DE-FAKE: Detection and Attribution of Fake Images Generated by Text-to-Image Generation Models
Zeyang Sha, Zheng Li, Ning Yu, Yang Zhang
TL;DR
This paper presents the first systematic study of detecting and attributing fake images produced by text-to-image generation models. It introduces two detector types (image-only and hybrid) and two attributors (image-only and hybrid), coupling image data with CLIP-based prompt embeddings and, when needed, BLIP-generated prompts. Through experiments on four popular T2I models across two datasets, the authors demonstrate a common artifact across fake images and model-specific fingerprints that enable effective detection and attribution, while also revealing that prompts—especially those mentioning a person and of moderate length—can affect authenticity.
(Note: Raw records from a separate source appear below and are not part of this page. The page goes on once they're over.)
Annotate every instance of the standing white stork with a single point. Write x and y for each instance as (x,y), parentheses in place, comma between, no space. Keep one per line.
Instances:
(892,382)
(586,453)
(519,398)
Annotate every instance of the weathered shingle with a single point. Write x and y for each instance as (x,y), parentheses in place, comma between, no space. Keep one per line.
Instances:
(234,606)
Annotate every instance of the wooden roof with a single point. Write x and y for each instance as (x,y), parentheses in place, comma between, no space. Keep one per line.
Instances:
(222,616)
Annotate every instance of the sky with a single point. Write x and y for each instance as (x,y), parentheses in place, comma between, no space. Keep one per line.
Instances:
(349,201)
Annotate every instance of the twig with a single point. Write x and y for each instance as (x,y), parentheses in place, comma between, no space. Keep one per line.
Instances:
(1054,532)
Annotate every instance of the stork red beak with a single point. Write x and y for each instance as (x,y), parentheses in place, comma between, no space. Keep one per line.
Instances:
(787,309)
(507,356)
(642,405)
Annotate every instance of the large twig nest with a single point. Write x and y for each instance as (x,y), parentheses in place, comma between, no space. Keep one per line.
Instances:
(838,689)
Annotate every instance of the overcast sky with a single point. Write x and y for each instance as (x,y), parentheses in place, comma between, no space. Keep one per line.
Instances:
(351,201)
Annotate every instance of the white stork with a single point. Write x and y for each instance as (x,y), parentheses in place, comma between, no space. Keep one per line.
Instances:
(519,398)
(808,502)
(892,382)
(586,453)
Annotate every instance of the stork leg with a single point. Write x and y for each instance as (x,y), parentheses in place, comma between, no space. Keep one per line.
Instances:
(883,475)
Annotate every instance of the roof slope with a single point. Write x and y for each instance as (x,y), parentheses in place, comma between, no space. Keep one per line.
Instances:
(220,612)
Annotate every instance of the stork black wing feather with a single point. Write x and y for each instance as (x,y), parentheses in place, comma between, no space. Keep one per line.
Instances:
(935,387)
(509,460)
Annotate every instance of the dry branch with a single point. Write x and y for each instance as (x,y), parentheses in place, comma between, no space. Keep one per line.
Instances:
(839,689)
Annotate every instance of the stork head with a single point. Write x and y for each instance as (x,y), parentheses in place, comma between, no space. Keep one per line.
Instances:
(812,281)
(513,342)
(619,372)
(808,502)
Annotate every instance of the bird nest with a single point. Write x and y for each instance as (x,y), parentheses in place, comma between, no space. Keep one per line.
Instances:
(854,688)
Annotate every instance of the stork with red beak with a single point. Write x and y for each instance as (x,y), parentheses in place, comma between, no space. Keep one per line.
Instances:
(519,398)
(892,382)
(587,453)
The work also shows robustness to unseen models via adaptation strategies and provides insights into prompt design, aiming to mitigate the societal risks posed by rapidly evolving fake imagery; code release is promised for community use.
Abstract
Text-to-image generation models that generate images based on prompt descriptions have attracted an increasing amount of attention during the past few months. Despite their encouraging performance, these models raise concerns about the misuse of their generated fake images. To tackle this problem, we pioneer a systematic study on the detection and attribution of fake images generated by text-to-image generation models. Concretely, we first build a machine learning classifier to detect the fake images generated by various text-to-image generation models. We then attribute these fake images to their source models, such that model owners can be held responsible for their models' misuse. We further investigate how prompts that generate fake images affect detection and attribution. We conduct extensive experiments on four popular text-to-image generation models, including DALL$\cdot$E 2, Stable Diffusion, GLIDE, and Latent Diffusion, and two benchmark prompt-image datasets. Empirical results show that (1) fake images generated by various models can be distinguished from real ones, as there exists a common artifact shared by fake images from different models; (2) fake images can be effectively attributed to their source models, as different models leave unique fingerprints in their generated images; (3) prompts with the ``person'' topic or a length between 25 and 75 enable models to generate fake images with higher authenticity. All findings contribute to the community's insight into the threats caused by text-to-image generation models. We appeal to the community's consideration of the counterpart solutions, like ours, against the rapidly-evolving fake image generation.